Africa No Longer A Proxy For The Superpowers
World Press Review, August 1991 Africa: No Longer a Proxy for the Superpowers

By Gamini Weerakoon; from the independent "Island" of Colombo, Sri Lanka.

Winds of change are blowing across Africa, sweeping away juntas and dictators. The 16-year-old Angolan war recently ended with the signing of a peace agreement in Lisbon. While this historic event was taking place, 10,000 people were demonstrating against Ivory Coast President Felix Houphouet- Boigny, calling for his resignation. Time is apparently drawing near for the 85-year-old president, who has ruled this former French colony in West Africa since 1960. More dramatic was the flight of Ethiopian President Mengistu Haile Mariam to Zimbabwe, ending his rule of 14 years. In January of this year, Somalian President Mohammed Siad Barre fled his country as rebel forces fought their way into the capital, Mogadishu. Before that, Liberian President Samuel Doe was overthrown and killed in a rebellion. In most instances, such changes can be traced directly to the end of the cold war, combined with domestic factors. Most of the conflicts on the African continent, such as those in Angola, Ethiopia, and Somalia, were essentially proxy wars for the superpowers. Dictators were propped up by arms, money, and, at times, even troops from the superpowers or their allies. But now, with superpower detente, the Soviet Union's internal turmoil, and the U.S. placing human rights as a top priority over many strategic interests, African strongmen have begun to flee their countries as rebel groups close in.

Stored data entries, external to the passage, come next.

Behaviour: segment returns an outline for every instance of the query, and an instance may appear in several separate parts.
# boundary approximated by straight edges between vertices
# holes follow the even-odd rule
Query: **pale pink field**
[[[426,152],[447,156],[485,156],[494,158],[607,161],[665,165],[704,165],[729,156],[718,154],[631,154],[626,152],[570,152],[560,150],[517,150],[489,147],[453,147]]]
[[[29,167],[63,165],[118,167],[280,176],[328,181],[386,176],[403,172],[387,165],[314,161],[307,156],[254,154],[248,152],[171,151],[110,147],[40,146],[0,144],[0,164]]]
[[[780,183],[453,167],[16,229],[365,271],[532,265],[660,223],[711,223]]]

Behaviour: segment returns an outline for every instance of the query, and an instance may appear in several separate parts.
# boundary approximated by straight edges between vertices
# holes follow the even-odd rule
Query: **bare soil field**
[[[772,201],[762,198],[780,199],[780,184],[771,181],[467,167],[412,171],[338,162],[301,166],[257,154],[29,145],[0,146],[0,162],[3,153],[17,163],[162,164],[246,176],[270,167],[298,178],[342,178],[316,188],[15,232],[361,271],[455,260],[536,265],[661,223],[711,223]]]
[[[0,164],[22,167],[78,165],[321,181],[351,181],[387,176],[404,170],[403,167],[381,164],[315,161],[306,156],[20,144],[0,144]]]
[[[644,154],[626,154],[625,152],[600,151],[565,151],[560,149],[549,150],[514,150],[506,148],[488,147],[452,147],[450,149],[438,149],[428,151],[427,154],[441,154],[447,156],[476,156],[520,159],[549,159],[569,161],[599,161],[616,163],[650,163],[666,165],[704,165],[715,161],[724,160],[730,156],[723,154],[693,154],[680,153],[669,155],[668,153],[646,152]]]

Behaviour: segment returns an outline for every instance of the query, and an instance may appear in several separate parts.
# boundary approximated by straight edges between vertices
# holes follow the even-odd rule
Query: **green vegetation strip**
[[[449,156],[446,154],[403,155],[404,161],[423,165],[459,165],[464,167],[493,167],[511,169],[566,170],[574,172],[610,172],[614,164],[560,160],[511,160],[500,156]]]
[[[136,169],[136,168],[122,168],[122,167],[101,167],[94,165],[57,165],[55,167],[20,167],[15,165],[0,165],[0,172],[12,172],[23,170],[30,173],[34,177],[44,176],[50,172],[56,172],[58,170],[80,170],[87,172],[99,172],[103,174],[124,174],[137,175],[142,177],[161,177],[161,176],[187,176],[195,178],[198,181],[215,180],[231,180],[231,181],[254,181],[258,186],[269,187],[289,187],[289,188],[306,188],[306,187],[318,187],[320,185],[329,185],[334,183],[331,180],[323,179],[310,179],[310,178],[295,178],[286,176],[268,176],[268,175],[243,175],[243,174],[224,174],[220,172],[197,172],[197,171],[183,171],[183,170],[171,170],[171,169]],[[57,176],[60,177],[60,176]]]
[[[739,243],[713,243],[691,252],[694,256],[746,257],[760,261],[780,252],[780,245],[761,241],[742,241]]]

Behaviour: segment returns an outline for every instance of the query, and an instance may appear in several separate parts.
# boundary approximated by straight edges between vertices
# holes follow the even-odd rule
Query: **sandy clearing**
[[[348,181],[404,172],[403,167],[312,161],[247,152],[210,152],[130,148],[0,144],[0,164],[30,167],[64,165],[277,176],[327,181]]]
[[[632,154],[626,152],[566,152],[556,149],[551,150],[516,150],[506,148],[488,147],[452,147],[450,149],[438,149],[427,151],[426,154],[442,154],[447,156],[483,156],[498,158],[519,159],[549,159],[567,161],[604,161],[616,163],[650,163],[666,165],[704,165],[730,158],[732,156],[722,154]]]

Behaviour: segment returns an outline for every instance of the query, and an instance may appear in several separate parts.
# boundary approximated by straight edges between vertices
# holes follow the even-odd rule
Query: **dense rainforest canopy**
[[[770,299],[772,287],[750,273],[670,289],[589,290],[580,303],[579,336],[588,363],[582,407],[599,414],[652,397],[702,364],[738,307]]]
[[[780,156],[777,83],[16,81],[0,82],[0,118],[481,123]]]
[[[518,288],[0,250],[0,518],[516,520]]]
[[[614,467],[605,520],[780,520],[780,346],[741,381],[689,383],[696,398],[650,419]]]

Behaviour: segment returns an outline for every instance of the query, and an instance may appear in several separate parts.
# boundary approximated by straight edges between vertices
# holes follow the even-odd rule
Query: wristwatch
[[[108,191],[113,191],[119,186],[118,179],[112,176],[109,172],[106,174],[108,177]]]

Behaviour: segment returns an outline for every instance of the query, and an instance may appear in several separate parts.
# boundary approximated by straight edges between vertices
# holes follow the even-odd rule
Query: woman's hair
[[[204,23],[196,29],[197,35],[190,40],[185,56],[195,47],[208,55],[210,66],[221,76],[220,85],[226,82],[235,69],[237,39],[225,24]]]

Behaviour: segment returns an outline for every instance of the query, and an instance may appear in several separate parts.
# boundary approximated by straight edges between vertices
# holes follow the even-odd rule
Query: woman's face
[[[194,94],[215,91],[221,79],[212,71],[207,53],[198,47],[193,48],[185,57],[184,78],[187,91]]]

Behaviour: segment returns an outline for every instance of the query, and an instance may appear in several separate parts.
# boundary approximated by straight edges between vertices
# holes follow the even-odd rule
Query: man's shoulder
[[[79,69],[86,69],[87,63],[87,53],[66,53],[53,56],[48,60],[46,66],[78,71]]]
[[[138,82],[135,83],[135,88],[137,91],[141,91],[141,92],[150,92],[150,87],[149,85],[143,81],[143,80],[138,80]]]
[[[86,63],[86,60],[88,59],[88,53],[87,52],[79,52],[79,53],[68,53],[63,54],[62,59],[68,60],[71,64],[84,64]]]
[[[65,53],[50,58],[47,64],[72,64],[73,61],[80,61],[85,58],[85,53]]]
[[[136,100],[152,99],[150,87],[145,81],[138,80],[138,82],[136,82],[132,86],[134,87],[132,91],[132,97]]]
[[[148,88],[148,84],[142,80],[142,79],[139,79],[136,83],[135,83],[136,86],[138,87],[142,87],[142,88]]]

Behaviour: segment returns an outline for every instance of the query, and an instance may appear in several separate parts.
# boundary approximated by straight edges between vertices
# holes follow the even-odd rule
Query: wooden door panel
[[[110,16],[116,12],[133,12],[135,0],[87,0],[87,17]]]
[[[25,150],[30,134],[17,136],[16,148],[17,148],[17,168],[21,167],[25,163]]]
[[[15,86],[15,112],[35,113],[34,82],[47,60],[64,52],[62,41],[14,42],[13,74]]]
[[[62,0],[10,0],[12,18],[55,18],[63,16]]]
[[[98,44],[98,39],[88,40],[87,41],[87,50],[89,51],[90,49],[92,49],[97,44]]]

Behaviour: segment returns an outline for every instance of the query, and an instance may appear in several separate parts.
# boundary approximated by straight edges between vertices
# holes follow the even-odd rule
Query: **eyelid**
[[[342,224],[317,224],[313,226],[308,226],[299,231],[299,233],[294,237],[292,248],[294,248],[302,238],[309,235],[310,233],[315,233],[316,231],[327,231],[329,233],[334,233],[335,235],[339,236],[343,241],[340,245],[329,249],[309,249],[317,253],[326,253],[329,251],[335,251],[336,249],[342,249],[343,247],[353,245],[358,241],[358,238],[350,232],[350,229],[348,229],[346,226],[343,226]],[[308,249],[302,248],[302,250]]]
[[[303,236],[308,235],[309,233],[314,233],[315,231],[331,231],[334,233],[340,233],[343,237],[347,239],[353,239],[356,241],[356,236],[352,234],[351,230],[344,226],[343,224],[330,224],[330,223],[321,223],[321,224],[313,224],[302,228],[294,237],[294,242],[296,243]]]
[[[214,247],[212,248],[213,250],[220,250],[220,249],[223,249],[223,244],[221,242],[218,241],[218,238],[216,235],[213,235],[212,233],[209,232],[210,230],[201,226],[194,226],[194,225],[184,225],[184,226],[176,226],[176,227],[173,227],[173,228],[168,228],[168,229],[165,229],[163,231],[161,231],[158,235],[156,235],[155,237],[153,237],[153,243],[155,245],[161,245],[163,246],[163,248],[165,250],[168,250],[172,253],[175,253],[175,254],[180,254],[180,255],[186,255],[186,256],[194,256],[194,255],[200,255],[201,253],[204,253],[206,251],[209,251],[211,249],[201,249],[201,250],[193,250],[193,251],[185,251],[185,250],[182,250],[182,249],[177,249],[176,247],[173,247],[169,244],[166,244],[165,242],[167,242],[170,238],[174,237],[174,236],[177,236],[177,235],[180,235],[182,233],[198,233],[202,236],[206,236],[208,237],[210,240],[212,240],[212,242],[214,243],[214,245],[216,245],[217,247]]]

The outcome of some of these changes is indeed bizarre. For example, the rebels who took control of Addis Ababa with the backing of the U.S.--the Ethiopian People's Revolutionary Democratic Front--are Marxists. The fact that the U.S. backed the rebels indicates that Marxism will have little to do with the outcome in Ethiopia, although the leaders still continue to mouth Marxist rhetoric.

Recent developments in and around the Horn of Africa--in Somalia, Ethiopia, and Yemen on the Arabian peninsula--demonstrate how rivalry between the superpowers in this region, of vital importance to them only a few years ago, has diminished. Until the 1960s, the region around the Red Sea was devoid of political rivalry and was relatively free of warships. It was in the 1960s that the superpowers' buildup of their navies commenced with the birth of the Somali republic. Somalia, facing powerful adversaries, looked around for external allies. It succumbed to the wooing of the Soviet Union under Nikita Khrushchev and provided naval facilities at the port of Berbera on the Gulf of Aden and air facilities at Mogadishu. In exchange, the Soviet Union trained 10,000 soldiers of the Somali army. During that time, the U.S. had Ethiopia under Emperor Haile Selassie as its ally in the region.

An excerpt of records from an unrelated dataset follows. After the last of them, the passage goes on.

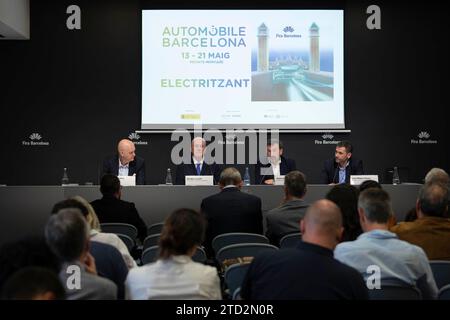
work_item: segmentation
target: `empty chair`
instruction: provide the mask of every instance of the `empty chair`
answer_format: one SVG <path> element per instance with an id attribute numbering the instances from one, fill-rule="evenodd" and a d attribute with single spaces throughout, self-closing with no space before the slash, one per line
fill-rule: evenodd
<path id="1" fill-rule="evenodd" d="M 131 252 L 134 248 L 134 246 L 136 245 L 136 243 L 134 242 L 133 239 L 131 239 L 129 236 L 127 236 L 126 234 L 121 234 L 121 233 L 117 233 L 117 236 L 120 238 L 120 240 L 123 241 L 123 243 L 125 243 L 125 245 L 128 248 L 128 251 Z"/>
<path id="2" fill-rule="evenodd" d="M 219 234 L 213 239 L 211 246 L 217 254 L 223 247 L 240 243 L 269 243 L 269 239 L 256 233 L 232 232 Z"/>
<path id="3" fill-rule="evenodd" d="M 266 243 L 242 243 L 223 247 L 216 255 L 216 260 L 223 264 L 226 259 L 254 257 L 261 252 L 278 250 L 277 247 Z"/>
<path id="4" fill-rule="evenodd" d="M 199 263 L 205 263 L 206 262 L 206 252 L 203 248 L 197 247 L 197 250 L 195 251 L 194 255 L 192 256 L 192 260 Z"/>
<path id="5" fill-rule="evenodd" d="M 280 240 L 280 249 L 296 248 L 300 242 L 302 242 L 300 232 L 287 234 Z"/>
<path id="6" fill-rule="evenodd" d="M 381 289 L 371 289 L 369 300 L 422 300 L 419 289 L 401 284 L 381 284 Z"/>
<path id="7" fill-rule="evenodd" d="M 161 233 L 163 227 L 164 227 L 163 222 L 154 223 L 150 227 L 148 227 L 147 235 L 151 236 L 152 234 L 159 234 Z"/>
<path id="8" fill-rule="evenodd" d="M 102 223 L 100 224 L 100 228 L 102 232 L 105 233 L 120 233 L 127 235 L 133 239 L 133 241 L 136 240 L 138 235 L 136 227 L 128 223 Z"/>
<path id="9" fill-rule="evenodd" d="M 153 247 L 153 246 L 157 246 L 160 237 L 161 237 L 160 233 L 147 236 L 144 239 L 144 243 L 142 243 L 142 250 L 145 250 L 145 249 Z"/>
<path id="10" fill-rule="evenodd" d="M 430 266 L 438 289 L 450 284 L 450 261 L 431 260 Z"/>
<path id="11" fill-rule="evenodd" d="M 156 259 L 158 258 L 158 252 L 159 252 L 158 246 L 152 246 L 150 248 L 145 249 L 142 252 L 142 257 L 141 257 L 142 265 L 146 265 L 148 263 L 155 262 Z"/>
<path id="12" fill-rule="evenodd" d="M 241 298 L 241 288 L 237 288 L 236 290 L 234 290 L 233 292 L 233 300 L 242 300 Z"/>
<path id="13" fill-rule="evenodd" d="M 249 266 L 249 263 L 236 263 L 225 271 L 225 284 L 227 285 L 230 295 L 233 294 L 236 289 L 241 287 Z"/>
<path id="14" fill-rule="evenodd" d="M 450 300 L 450 284 L 443 286 L 441 290 L 439 290 L 438 297 L 439 300 Z"/>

When Marxist groups overthrew Selassie, the Marxist Mengistu regime first sought the assistance of the U.S. But the U.S. at that time had not been inclined to give support to the Ethiopian regime, and the Mengistu regime became a Soviet ally. The importance of Ethiopia to the Soviet Union was such that in the Somali-Ethiopian conflict, an estimated 20,000 Cuban troops were sent to Mengistu's assistance. Meanwhile, Somalia had changed sides, and the port of Berbera was given to the U.S.

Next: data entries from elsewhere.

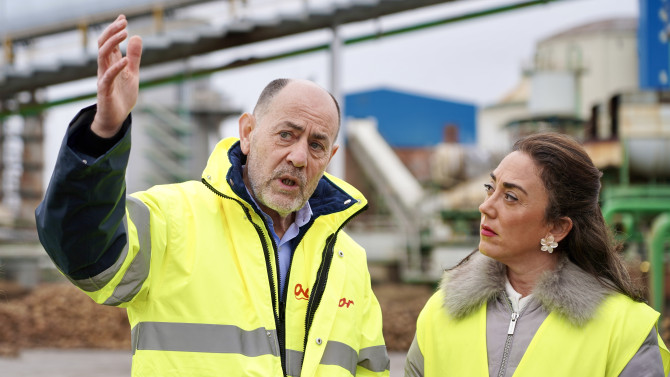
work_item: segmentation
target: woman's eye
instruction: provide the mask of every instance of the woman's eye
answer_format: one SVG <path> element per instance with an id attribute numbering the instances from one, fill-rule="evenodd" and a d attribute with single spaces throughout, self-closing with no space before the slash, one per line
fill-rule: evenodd
<path id="1" fill-rule="evenodd" d="M 519 199 L 517 199 L 516 196 L 512 194 L 505 194 L 505 200 L 517 201 Z"/>
<path id="2" fill-rule="evenodd" d="M 312 143 L 311 145 L 312 145 L 312 149 L 315 149 L 315 150 L 323 150 L 324 149 L 323 145 L 321 145 L 319 143 Z"/>
<path id="3" fill-rule="evenodd" d="M 279 137 L 281 137 L 282 139 L 288 139 L 289 136 L 291 136 L 291 133 L 288 131 L 282 131 L 279 133 Z"/>
<path id="4" fill-rule="evenodd" d="M 493 191 L 493 185 L 490 183 L 484 183 L 484 191 L 490 193 Z"/>

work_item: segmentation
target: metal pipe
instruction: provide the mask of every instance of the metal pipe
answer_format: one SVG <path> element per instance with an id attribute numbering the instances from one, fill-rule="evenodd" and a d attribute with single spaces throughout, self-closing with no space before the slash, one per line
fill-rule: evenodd
<path id="1" fill-rule="evenodd" d="M 616 213 L 661 213 L 670 212 L 670 200 L 660 198 L 621 198 L 608 200 L 602 212 L 605 222 L 612 223 Z"/>
<path id="2" fill-rule="evenodd" d="M 202 3 L 214 2 L 219 0 L 168 0 L 168 1 L 154 1 L 154 2 L 143 2 L 144 4 L 134 5 L 132 7 L 125 7 L 123 9 L 115 8 L 109 9 L 107 11 L 98 10 L 98 6 L 94 2 L 80 2 L 83 5 L 84 10 L 98 10 L 95 14 L 86 15 L 86 23 L 88 26 L 101 26 L 106 25 L 109 22 L 112 22 L 116 19 L 119 13 L 123 13 L 126 16 L 126 19 L 133 20 L 141 17 L 149 16 L 153 13 L 154 5 L 150 3 L 161 3 L 161 6 L 165 11 L 173 11 L 175 9 L 194 6 Z M 0 14 L 4 12 L 0 10 Z M 74 12 L 77 13 L 78 12 Z M 80 24 L 80 17 L 73 12 L 65 13 L 67 16 L 60 16 L 61 12 L 54 15 L 54 22 L 44 25 L 37 25 L 29 28 L 19 29 L 19 30 L 8 30 L 3 28 L 7 37 L 12 39 L 15 43 L 26 43 L 34 40 L 36 38 L 47 37 L 54 34 L 64 33 L 71 30 L 76 30 Z M 4 16 L 4 14 L 2 14 Z M 3 21 L 3 18 L 0 18 L 0 22 Z"/>
<path id="3" fill-rule="evenodd" d="M 342 82 L 342 32 L 337 18 L 333 21 L 333 39 L 330 43 L 330 93 L 340 105 L 340 114 L 344 114 L 344 98 L 340 83 Z M 337 134 L 337 145 L 344 145 L 347 130 L 346 122 L 340 122 L 340 132 Z M 328 172 L 338 178 L 345 178 L 344 153 L 336 153 L 328 165 Z"/>
<path id="4" fill-rule="evenodd" d="M 637 219 L 630 212 L 624 212 L 621 214 L 621 224 L 623 225 L 623 231 L 631 235 L 637 229 Z"/>
<path id="5" fill-rule="evenodd" d="M 154 20 L 154 32 L 158 35 L 165 34 L 165 9 L 157 5 L 151 12 L 151 16 Z"/>
<path id="6" fill-rule="evenodd" d="M 512 11 L 512 10 L 522 9 L 522 8 L 526 8 L 526 7 L 530 7 L 530 6 L 534 6 L 534 5 L 546 5 L 547 3 L 557 2 L 557 1 L 567 1 L 567 0 L 523 1 L 523 2 L 520 2 L 520 3 L 510 4 L 510 5 L 506 5 L 506 6 L 502 6 L 502 7 L 489 8 L 489 9 L 485 9 L 485 10 L 481 10 L 481 11 L 467 13 L 467 14 L 460 15 L 460 16 L 448 17 L 448 18 L 444 18 L 444 19 L 441 19 L 441 20 L 437 20 L 437 21 L 421 23 L 421 24 L 417 24 L 417 25 L 413 25 L 413 26 L 409 26 L 409 27 L 397 28 L 397 29 L 394 29 L 394 30 L 389 30 L 389 31 L 381 32 L 381 33 L 380 32 L 375 32 L 375 33 L 364 35 L 364 36 L 357 37 L 357 38 L 350 38 L 350 39 L 345 40 L 344 44 L 345 45 L 351 45 L 351 44 L 366 42 L 366 41 L 370 41 L 370 40 L 377 40 L 377 39 L 380 39 L 382 37 L 388 37 L 388 36 L 397 35 L 397 34 L 404 34 L 404 33 L 412 32 L 412 31 L 419 31 L 419 30 L 432 28 L 432 27 L 436 27 L 436 26 L 442 26 L 442 25 L 446 25 L 446 24 L 450 24 L 450 23 L 454 23 L 454 22 L 466 21 L 466 20 L 470 20 L 470 19 L 473 19 L 473 18 L 477 18 L 477 17 L 490 16 L 490 15 L 494 15 L 494 14 L 498 14 L 498 13 L 502 13 L 502 12 L 508 12 L 508 11 Z M 316 45 L 316 46 L 302 48 L 302 49 L 298 49 L 298 50 L 293 50 L 293 51 L 289 51 L 289 52 L 285 52 L 285 53 L 281 53 L 281 54 L 277 54 L 277 55 L 272 55 L 272 56 L 268 56 L 268 57 L 262 57 L 262 58 L 252 57 L 252 58 L 248 58 L 248 59 L 244 59 L 244 60 L 237 60 L 237 61 L 234 61 L 232 63 L 225 64 L 225 65 L 218 66 L 218 67 L 206 68 L 206 69 L 201 69 L 201 70 L 198 70 L 198 71 L 193 71 L 193 72 L 189 73 L 188 78 L 189 79 L 195 79 L 195 78 L 208 76 L 208 75 L 211 75 L 211 74 L 214 74 L 214 73 L 217 73 L 217 72 L 226 71 L 226 70 L 233 69 L 233 68 L 239 68 L 239 67 L 244 67 L 244 66 L 248 66 L 248 65 L 252 65 L 252 64 L 264 63 L 264 62 L 269 62 L 269 61 L 273 61 L 273 60 L 284 59 L 284 58 L 294 57 L 294 56 L 303 55 L 303 54 L 309 54 L 309 53 L 313 53 L 313 52 L 327 50 L 329 48 L 331 48 L 331 44 L 326 43 L 326 44 Z M 165 85 L 165 84 L 170 84 L 170 83 L 174 83 L 174 82 L 179 82 L 179 81 L 183 80 L 184 77 L 185 77 L 184 73 L 178 73 L 178 74 L 168 76 L 168 77 L 162 77 L 162 78 L 158 78 L 158 79 L 154 79 L 154 80 L 150 80 L 150 81 L 144 81 L 140 84 L 140 88 L 148 88 L 148 87 L 153 87 L 153 86 L 158 86 L 158 85 Z M 67 103 L 72 103 L 72 102 L 81 101 L 81 100 L 85 100 L 85 99 L 91 99 L 91 98 L 95 98 L 95 96 L 96 96 L 95 93 L 88 93 L 88 94 L 82 94 L 82 95 L 75 96 L 75 97 L 67 97 L 67 98 L 56 100 L 56 101 L 45 102 L 45 103 L 41 103 L 41 104 L 38 104 L 38 105 L 21 105 L 17 111 L 8 111 L 8 110 L 0 111 L 0 120 L 5 118 L 5 117 L 8 117 L 10 115 L 30 115 L 30 114 L 39 113 L 39 112 L 44 111 L 45 109 L 50 108 L 50 107 L 64 105 L 64 104 L 67 104 Z"/>
<path id="7" fill-rule="evenodd" d="M 79 30 L 79 34 L 81 35 L 81 51 L 85 54 L 88 50 L 88 23 L 80 22 L 77 25 L 77 30 Z"/>
<path id="8" fill-rule="evenodd" d="M 3 46 L 5 51 L 5 61 L 7 64 L 14 64 L 14 43 L 12 39 L 5 37 Z"/>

The Horn of Africa appears to have lost much of its strategic value to the U.S. and the U.S.S.R. The Soviet Union lost South Yemen when North and South Yemen united last year. When the lease on the Berbera base expired last year, the U.S. did not bother to renegotiate it, and when Siad Barre was threatened by rebels, there was no response from the U.S. The fall of pro-U.S. and pro-Soviet dictators and diminishing strategic interests will certainly bring about a radical transformation in the politics of the African continent.